10 Golf Hacks to Improve Your Game

Here are 10 quick and easy things you could be doing right now to give your game a boost inside and outside of the locker room.

  1. Get into a decent pre-shot routine. Take Jim Furyk, for example. Before he putts, he addresses the ball, and then backs off – every time. Make sure whatever your routine is that you follow through with it before each shot. Once you get used to it, the routine will give you a sense of calm and improve your nerves.
  1. Use rain gloves when it’s not raining – they can be useful on hot, sticky summer days, especially if you suffer from sweaty-palm syndrome. The more your hands perspire, the stickier your gloves become.
  1. Pack a bungee chord in your bag for a great arm stretch before your tee off. It’s the perfect warm up hack!
  1. It’s a small touch, but you can make your grip smell good by spraying deodorant on your hands in the clubhouse bathroom.
  1. Develop a safety shot. Many disasters happen from the tee, and as you work on becoming a more consistent player, having a safety shot in your back pocket, where you know without a doubt that you can make it no matter how much trouble you’re in, is extremely important.
  1. Want to measure whether or not you’re directly making impact? Use a dry-erase marker on your clubface to get immediate feedback on where the ball is making contact. Alternatively, you can also use Dr. Scholl’s foot spray.
  1. Try to get in the habit of marking your ball with the head side up. Only mark it with tails up if you’re asked to move the mark off a playing partner’s line. It will be there to remind you to remark your ball in its original place. Tiger Woods did it at the 1996 U.S. Amateur and it worked for him!
  1. Carry a carpenter’s nail in your bag for cleaning inside grooves. The duel-purpose tool can also work well as a ball marker.
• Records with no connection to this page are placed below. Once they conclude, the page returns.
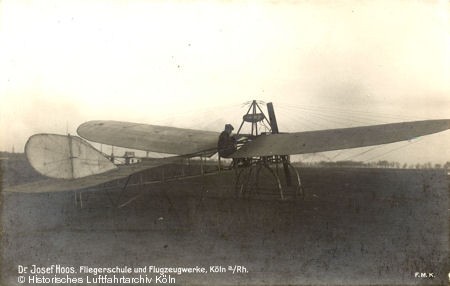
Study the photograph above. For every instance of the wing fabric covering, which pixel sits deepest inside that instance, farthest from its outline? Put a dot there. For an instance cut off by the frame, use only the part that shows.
(90, 182)
(65, 157)
(155, 138)
(336, 139)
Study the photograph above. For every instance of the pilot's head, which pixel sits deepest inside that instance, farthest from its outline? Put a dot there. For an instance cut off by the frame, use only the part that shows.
(229, 128)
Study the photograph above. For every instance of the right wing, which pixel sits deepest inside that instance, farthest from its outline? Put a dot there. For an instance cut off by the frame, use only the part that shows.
(155, 138)
(336, 139)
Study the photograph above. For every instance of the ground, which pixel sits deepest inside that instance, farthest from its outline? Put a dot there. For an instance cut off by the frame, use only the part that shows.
(355, 226)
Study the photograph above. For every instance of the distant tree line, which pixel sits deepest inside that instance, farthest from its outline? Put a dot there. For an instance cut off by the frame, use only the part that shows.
(378, 164)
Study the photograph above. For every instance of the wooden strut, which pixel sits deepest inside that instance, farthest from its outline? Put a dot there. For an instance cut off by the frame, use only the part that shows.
(122, 192)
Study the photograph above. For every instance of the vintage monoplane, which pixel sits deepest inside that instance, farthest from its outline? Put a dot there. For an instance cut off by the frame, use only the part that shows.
(74, 164)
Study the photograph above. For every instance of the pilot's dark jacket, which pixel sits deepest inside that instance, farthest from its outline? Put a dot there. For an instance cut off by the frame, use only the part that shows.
(226, 145)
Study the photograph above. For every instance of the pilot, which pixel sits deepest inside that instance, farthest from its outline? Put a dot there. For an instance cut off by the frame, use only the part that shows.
(227, 143)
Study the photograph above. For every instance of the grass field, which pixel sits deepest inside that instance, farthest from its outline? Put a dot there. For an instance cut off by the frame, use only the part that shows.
(355, 226)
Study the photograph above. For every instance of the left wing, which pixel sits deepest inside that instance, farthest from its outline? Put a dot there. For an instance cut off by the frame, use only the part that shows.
(336, 139)
(61, 185)
(155, 138)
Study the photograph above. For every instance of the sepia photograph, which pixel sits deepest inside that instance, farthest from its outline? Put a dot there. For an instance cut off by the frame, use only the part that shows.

  1. Are your gloves wet? Hang them from the top of your umbrella to dry them out while you’re playing outside.
  1. Simulate the most critical holes backwards before you play them – especially the par 5’s. When you’re on the fairway, turn around and look back at the tee. Where is the fairway’s widest point? This will help you manage depth perception. It may look like 15 yards when it’s actually 30.